Feminismo/s (Jan 2024)

What is gained when university leadership revisits and recommits to equality considering the 2030 Agenda for sustainable development

  • Idoia Fernández-Fernández,
  • Estibaliz Saéz de Cámara,
  • Leire Imaz

DOI
https://doi.org/10.14198/fem.2024.43.10
Journal volume & issue
no. 43
pp. 245 – 272

Abstract

Read online

In 2015, all United Nations Member States adopted the 2030 Agenda for Sustainable Development, an ambitious initiative that aims to confront society’s biggest challenges in a decisive and coordinated fashion. One such challenge is set out in SDG 5, achieving gender equality.
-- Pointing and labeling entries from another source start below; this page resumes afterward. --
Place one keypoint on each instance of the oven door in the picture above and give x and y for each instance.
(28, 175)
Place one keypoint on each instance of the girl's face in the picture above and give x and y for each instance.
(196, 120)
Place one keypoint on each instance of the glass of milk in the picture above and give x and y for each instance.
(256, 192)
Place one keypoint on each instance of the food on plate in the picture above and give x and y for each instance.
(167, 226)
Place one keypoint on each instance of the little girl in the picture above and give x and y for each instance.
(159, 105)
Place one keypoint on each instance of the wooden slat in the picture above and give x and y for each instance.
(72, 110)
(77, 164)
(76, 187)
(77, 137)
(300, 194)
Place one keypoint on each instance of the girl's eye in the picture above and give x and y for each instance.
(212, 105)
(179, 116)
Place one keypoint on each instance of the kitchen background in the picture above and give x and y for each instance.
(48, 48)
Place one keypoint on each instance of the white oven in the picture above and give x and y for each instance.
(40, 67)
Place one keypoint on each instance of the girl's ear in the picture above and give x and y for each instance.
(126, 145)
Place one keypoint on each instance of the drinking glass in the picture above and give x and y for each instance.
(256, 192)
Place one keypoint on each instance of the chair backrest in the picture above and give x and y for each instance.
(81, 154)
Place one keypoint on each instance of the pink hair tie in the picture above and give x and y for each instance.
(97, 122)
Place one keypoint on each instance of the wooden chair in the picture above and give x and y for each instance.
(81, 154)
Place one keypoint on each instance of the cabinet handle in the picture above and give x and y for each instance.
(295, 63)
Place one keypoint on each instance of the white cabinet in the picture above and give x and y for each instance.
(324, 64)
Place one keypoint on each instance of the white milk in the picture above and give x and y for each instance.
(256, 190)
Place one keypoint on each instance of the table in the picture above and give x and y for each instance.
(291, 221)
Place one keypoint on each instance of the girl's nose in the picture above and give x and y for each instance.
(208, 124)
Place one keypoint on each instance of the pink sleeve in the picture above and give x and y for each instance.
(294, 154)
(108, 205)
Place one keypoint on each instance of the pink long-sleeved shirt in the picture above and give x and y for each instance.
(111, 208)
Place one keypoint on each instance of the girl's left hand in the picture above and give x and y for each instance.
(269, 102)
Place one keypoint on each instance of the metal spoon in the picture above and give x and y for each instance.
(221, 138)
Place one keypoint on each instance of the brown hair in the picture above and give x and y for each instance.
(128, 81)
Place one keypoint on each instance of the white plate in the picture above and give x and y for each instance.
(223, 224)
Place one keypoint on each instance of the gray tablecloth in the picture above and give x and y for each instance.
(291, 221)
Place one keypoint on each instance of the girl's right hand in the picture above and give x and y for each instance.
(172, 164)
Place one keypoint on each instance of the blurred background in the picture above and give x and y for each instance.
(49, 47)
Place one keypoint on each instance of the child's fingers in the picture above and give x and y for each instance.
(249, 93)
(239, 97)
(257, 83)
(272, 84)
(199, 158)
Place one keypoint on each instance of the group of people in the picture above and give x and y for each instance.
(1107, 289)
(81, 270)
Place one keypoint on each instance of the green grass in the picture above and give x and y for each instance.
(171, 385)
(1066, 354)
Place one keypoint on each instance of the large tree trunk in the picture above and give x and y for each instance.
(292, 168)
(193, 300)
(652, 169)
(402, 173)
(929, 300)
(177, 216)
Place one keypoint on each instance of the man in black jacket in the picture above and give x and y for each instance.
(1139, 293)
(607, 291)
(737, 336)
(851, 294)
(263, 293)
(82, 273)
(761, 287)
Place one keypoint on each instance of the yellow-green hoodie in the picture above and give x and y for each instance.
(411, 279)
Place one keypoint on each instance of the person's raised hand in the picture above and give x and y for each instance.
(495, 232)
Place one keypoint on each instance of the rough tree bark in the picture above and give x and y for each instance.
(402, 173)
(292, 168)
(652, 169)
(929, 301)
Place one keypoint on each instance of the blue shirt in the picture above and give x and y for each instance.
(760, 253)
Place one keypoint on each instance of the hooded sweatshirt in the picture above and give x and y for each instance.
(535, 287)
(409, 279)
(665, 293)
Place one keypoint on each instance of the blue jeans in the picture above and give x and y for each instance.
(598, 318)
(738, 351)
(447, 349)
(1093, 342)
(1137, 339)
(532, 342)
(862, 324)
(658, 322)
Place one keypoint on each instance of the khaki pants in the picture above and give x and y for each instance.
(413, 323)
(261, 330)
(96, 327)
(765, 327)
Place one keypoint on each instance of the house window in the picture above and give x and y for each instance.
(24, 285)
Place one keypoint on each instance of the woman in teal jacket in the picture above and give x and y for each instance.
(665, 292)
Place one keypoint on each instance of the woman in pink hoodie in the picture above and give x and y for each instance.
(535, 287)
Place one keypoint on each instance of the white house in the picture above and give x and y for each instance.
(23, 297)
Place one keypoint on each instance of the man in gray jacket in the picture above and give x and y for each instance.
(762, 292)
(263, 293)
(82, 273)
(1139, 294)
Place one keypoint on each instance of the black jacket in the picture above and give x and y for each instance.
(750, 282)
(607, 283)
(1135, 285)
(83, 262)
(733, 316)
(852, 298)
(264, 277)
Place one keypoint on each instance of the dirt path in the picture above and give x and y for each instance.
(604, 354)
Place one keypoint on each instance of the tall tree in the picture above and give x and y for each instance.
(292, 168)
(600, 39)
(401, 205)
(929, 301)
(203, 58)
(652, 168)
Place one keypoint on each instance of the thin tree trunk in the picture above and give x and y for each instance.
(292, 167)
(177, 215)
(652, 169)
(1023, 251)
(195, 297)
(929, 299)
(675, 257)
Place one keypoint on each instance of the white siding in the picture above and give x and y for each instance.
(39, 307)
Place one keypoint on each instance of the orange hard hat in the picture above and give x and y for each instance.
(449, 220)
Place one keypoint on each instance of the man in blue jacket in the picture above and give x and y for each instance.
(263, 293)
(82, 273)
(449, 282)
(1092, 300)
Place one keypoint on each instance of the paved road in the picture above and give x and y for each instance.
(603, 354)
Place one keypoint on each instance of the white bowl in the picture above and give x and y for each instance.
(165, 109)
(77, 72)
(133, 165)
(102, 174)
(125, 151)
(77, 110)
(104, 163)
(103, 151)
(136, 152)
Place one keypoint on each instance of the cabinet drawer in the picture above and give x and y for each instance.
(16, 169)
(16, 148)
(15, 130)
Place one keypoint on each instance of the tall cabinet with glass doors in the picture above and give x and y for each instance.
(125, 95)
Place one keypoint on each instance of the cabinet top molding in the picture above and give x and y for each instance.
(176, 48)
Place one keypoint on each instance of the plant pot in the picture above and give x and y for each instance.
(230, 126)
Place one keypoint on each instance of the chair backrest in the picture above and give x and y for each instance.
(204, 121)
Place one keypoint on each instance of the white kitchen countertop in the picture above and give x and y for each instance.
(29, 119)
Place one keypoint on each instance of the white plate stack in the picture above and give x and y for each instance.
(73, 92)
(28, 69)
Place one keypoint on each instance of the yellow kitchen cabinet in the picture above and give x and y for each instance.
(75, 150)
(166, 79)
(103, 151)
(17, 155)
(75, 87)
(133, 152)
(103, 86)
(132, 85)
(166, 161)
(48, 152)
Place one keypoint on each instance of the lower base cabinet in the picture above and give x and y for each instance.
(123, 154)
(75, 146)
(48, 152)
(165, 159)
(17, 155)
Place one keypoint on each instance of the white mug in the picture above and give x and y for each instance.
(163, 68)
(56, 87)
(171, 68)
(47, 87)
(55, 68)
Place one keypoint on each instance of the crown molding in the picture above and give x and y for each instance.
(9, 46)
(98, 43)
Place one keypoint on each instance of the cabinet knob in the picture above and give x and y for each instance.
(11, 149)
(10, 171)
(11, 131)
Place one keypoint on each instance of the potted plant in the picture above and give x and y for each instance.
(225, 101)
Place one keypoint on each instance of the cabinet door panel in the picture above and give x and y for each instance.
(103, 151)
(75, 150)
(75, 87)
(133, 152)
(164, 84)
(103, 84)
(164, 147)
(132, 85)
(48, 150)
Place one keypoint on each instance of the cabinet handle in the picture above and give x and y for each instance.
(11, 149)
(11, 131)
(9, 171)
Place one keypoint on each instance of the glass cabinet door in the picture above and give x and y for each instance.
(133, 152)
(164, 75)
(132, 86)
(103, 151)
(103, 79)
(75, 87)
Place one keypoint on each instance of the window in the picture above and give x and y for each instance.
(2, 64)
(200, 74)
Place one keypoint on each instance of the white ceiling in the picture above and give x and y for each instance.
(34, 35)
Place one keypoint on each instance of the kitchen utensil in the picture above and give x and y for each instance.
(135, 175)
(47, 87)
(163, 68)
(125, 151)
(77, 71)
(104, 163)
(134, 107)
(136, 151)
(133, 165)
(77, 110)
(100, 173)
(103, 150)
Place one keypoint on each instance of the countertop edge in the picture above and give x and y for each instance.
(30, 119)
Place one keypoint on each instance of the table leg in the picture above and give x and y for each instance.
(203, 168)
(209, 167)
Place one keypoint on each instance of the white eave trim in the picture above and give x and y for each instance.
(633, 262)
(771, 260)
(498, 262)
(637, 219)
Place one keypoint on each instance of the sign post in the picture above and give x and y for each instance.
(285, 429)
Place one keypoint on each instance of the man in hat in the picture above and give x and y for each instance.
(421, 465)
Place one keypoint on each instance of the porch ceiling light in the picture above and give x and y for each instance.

Following the adoption of the 2023 Agenda, many higher education institutions have implemented strategies to make tangible progress towards this goal. To that end, universities have been drawing on their previous work in gender equality (in addition to other areas such as climate change, inclusivity, and quality education), constituting a solid foundation for embarking on this new path. However, the 2030 Agenda mandates that the challenges affecting people and the planet be viewed in an integrated manner and that social, economic, and environmental aspects interact in unprecedented ways, underscoring the fact that continuing with previous policies is not sufficient; instead, we need to aim higher and devise more integrated and interrelated ways that will ultimately be more effective. In this paper, we analyse how the University of the Basque Country (UPV/EHU) has tackled these challenges at the policy level, and we report the steps the university has taken to place gender equality in a broader framework of sustainable development as an integrated whole. The new approach reworked the university’s educational model, led by the Vice-Rector’s Office of Innovation and Social Commitment, Sustainability and Equality Office. The new model has been taken up throughout the university and guides the institution for specific policies, plans and programmes in Education for Sustainable Development. We describe the initiatives with the most significant relevance for SDG 5 and the results for the last five academic years (2017-2021). The results show that significant progress is possible if appropriate and converging instruments are deployed, and efforts are sustained over time and supported by ongoing and rigorous monitoring of the results.